In the simplest case a simple fragment of text is a simple regex; if you
specify eg

   "Thirty Nine"

that will match anything in the cache which contains the string "Thirty
Nine"; people specifying values like this don't know they are using regexes.

But you could also specify for example:

   "Thirty.*Nine"

and that will match anything in the cache which contains "Thirty" and "Nine"
separated by an arbitrary number of arbitrary characters.  So this will work
whether a programme is called "ThirtyNine" or "Thirty    Nine"  or
"Thirty-Nine" or even "Thirty hungry people ate Nine cakes"... so it's still
not perfect!

In another example: recently there was a TV series of three programmes all
named Dreaming The Impossible... and I wanted to fetch two of the three
episodes. I'd watched one of them live.  If I just said to get_iplayer to
get "Dreaming the" it would have fetched all three.  So I used a pattern:

 (dreaming the).*(connections|revolution)

which meant: match any entries in the cache which contained

  (dreaming the)             - ie "dreaming the" as a single entity
  .*                         - followed by arbitrary text
  (connections|revolution)   - followed by a single entity which is 
                               either "connections" or "revolution"

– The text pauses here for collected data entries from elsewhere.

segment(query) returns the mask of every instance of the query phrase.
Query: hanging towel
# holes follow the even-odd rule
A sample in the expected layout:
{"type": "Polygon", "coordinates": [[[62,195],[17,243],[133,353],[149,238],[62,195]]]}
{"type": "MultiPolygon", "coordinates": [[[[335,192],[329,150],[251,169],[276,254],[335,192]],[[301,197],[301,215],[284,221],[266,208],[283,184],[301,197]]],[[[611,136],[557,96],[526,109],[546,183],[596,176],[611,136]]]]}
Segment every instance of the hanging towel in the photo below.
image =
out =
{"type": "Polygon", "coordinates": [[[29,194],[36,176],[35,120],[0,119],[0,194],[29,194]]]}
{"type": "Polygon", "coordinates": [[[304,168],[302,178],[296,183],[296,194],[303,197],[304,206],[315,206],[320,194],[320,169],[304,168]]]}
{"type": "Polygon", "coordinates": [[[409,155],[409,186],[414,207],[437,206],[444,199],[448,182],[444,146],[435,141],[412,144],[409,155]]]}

The strings "connections" and "revolution" were in the episode names, IIRC,
which get_iplayer looks at if (as I do) you also use --long in a search.

The brackets around "dreaming the" aren't absolutely essential but possibly
make the expression easier to read.  

The brackets around (connections|revolution) are essential because they tell
the part of get_iplayer which reads these expressions that the stuff inside
the brackets is one section of the pattern, even though it contains a pair
of options.

Using regexes with their funny layout and meaning needs practice.  If you
google for "perl regex" or "pcre" (which means perl compatible regular
expressions, the 'flavour' of regex that perl understands) you'll find lots
of help on how to build expressions.  

-- 
Jeremy Nicoll - my opinions are my own.